Suena en los supermercados, las radios, la televisión, las discotecas, los festivales, las piñatas y las reuniones familiares: ha invadido básicamente todos los aspectos de la vida colectiva. Es la banda sonora de la cotidianidad latinoamericana y como tal se convierte en el input musical predominante que los niños y jóvenes reciben a lo largo de su socialización. Crecen con un concepto de la música que se reduce a lo que el reguetón ofrece, lo cual no solo hace terreno fértil para incontables antivalores, sino que posiblemente atrofie la sensibilidad musical de gran parte de una generación. ¿Quién podría sospechar que la música puede ser profunda y trascendental cuando solo se ha entrado en contacto con Maluma y Daddy Yankee?

La solución al problema empieza al darnos cuenta de que el contenido musical no es inofensivo.
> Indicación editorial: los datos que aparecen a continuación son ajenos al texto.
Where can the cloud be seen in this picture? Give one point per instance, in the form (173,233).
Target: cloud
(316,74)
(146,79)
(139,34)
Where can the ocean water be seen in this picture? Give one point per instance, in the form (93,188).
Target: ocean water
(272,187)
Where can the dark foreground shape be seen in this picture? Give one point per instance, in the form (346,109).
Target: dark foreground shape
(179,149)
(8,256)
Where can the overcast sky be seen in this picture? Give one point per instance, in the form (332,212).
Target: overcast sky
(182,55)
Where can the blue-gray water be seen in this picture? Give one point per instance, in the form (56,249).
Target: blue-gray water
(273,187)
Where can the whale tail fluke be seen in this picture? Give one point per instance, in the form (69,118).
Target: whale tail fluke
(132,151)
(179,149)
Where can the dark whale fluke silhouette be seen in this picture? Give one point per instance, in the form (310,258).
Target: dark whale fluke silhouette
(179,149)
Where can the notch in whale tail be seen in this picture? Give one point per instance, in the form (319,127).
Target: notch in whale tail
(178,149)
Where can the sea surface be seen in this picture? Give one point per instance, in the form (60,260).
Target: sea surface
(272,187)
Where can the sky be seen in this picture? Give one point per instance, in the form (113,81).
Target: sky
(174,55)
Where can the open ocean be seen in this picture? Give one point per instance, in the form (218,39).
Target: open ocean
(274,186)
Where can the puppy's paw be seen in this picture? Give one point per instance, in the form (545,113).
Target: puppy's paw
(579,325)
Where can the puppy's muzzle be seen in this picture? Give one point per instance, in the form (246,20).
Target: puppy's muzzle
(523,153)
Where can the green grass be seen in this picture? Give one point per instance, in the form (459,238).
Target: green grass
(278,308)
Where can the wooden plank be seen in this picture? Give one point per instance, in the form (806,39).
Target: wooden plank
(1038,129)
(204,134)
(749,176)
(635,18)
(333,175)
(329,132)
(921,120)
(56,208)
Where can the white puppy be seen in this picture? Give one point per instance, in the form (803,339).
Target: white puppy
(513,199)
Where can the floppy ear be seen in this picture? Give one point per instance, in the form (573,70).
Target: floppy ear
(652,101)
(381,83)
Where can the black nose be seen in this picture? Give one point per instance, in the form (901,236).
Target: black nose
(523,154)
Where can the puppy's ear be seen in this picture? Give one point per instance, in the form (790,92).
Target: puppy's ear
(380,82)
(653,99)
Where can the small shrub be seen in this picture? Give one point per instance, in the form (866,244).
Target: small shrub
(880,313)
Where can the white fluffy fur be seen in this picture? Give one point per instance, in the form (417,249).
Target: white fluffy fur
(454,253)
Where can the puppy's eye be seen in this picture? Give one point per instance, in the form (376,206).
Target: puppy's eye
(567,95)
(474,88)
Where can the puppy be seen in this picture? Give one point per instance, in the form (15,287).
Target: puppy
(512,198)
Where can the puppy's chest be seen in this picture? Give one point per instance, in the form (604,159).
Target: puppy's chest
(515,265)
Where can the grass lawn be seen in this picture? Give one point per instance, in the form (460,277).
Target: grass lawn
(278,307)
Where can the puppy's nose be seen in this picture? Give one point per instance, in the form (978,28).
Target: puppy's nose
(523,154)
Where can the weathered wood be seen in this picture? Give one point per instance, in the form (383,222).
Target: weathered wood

Una vez que llegamos a esa conclusión la pasividad de opinión frente al reguetón resulta, como mínimo, complicada. Su omnipresencia debería incomodarnos. Que lo absurdo y decadente se apodere de la normalidad es una señal alarmante. Internamente hay un desgarramiento y empobrecimiento del tejido social, al mismo tiempo que en el imaginario internacional predomina el reguetón como símbolo de lo “latino”. No se trata de ser puritanos, sino de dar paso a la convicción de que merecemos cosas mejores en nuestro mundo cultural colectivo.